Saturday, January 23, 2010

Crack by Sky Gilbert, 4555 Queen St. Niagara Falls, 22.01.10 or SHOW ME YOUR KEYSTER WHY DON'T YOU!

Jason and Stephanie once again gang up with Sky Gilbert, and then, in a way, collectively gang up on their audience! Bless. Lots to talk about this piece, as any piece, although sometimes our learning is motivated by negative capability, yes? I was actually really looking forward to this show, I had the memory of Hardways that Jason had written and performed about a year ago at the Courthouse in St Catharines. The guy's actually a pretty darned good actor, although I'd really enjoy seeing the result of him being pushed hard by an acting trainer or very capable director and have him go beyond a certain Comfort Zone of Charm that he often incarnates on stage.

But hey, I'm getting ahead of myself. Dee Jones opened the show with a short piece that she began creating a few ago back at a One Yellow Rabbit summer intensive. She began by walking through the audience in the café/bar (comprised of the local theatre hipsterati and NFalls emerging scenesters), doing some good clown work, engaging the audience with that disarming, shameless, open thing that she does very nicely (the Gaulier training is in evidence here!). The conceit was that she was amazed at all the people in the audience, at their presence, particularity, and singularity. This revelation then prompted her to go into a series of transformations, many of which were rather incosistent and unclear, where she took on a variety of different people, focusing on snippets of poetic moments of their lives. Some nice poetry in here actually, one section in particular when she was playing a nold woman washing dishes: "I've washed so many dishes that my hands are transparent. When I read my palms I now know that I'm headed towards the light," or something to that effect. Some nice physical prescision and choices. The general framing could have been clearer as well, and so, despite the moments that worked, I was left kind of underwhelmed. Ultimately it felt more like an exercise that was incomplete, and that perhaps Dee had done a whole series of short pieces to privilege the trope of transformation and the kinds of virtuosity and juxtaposition that it can entail, or perhaps she had created short pieces because of an inability to create longer work. A kind of performed micro-Shortcuts à la Raymond Carver. Want to see more from her.

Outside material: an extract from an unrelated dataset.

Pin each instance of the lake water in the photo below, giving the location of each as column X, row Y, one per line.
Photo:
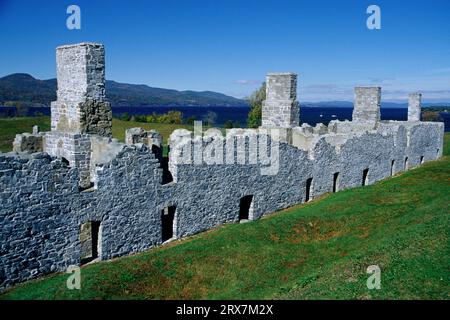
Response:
column 310, row 115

So, on the the show proper. Well, Monsieur Gilbert may describe himself as a gay homme de lettres, mais il faut dire que cet homme çi souffre d'un certain manque de talent litéraire. Crack is basically une pièce a thèse on the subject of, well, cracks, that is somehow awkwardly roped into the an orbit with the theme of addiciton. Jason's charcater's addiction to, well, crack, and other subtances clearly provides a useful dramaturgical device to allow for his circumlocutory investigation of all the different kinds of cracks (and like a good schoolteacher, Monsieur Gilbert provides us with signposting summaries of the ways in which we can conceive of cracks at various key points throughout). But this kind of laissez faire approach to the unfolding of the story doesn't leave one particularly engaged throughout, and after about 15 minutes my mind was wandering until the next provocative subject was invoke and I found myself leaning forward a somewhat in anticipation of the next (micro)shock. Gilbert does use the occasion to make some well needed points on the subject of women's exclusion ("they're just called cunts, slits, cracks") and entrapment in sexist discourses, as well as some humorous pointing out of our fear and anxieties around the abject.

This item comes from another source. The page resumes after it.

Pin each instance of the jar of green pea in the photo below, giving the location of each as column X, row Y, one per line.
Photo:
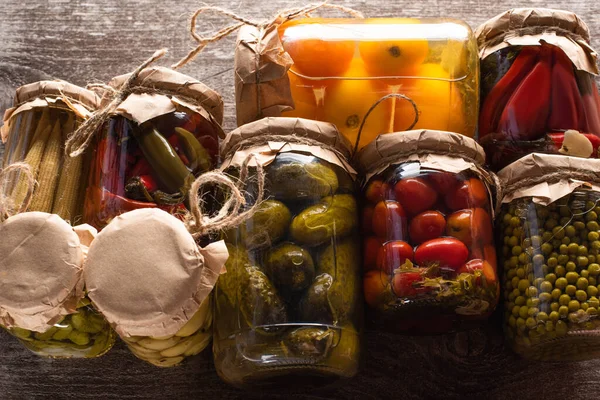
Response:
column 549, row 233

The piece is peppered with garden-variety theatrical reflexivity (theatrum reflexivus vulgaris), such as Steph's declaration that she can't speak because she's written by a man, which is also engaging, at least because the shouting draws you back into the piece. Ultimately though, there's no poetry to speak of in the play, no awareness of rhythm in the language, or in the narrative flow. No sense that there's a real writer or poet behind it, simply an astute social critic. With all this talk of cracks, one of Steph's characters begins to taunt Jason to show his ass, which ultimately after a good build up he does, but : the lights go out at the same time! I mean, if you're going to give it to us is such a literal and unsubtle fashion all evening people, why shy out at the end?!! Not that I want to see Jason's ass necessarily, but it would have actually made the play more internally coherent and consistent if we all just had to sit there and stare at his big 'ole CRACK until people started getting uncomfortable and started to leave. But then, they wouldn't have sold many more drinks at the bar would they...

Jason is quite good, but I've seen him better. Steph, who I often find to be wooden, has a couple of sincerely great moments as Delilah the crack whore, and also later as a drunker bar patron. I really felt like I did see her ur-strength as an actor come through when she disengages her relationship with the motion factor of space. The stuff with the old lady was pretty rough though, felt like Am Dram night for both of them.

Although promisingly Rabelaisian at points, this piece is ultimately quite weak.

Spare me, Jayzus I have another show to see today, I hope it's better!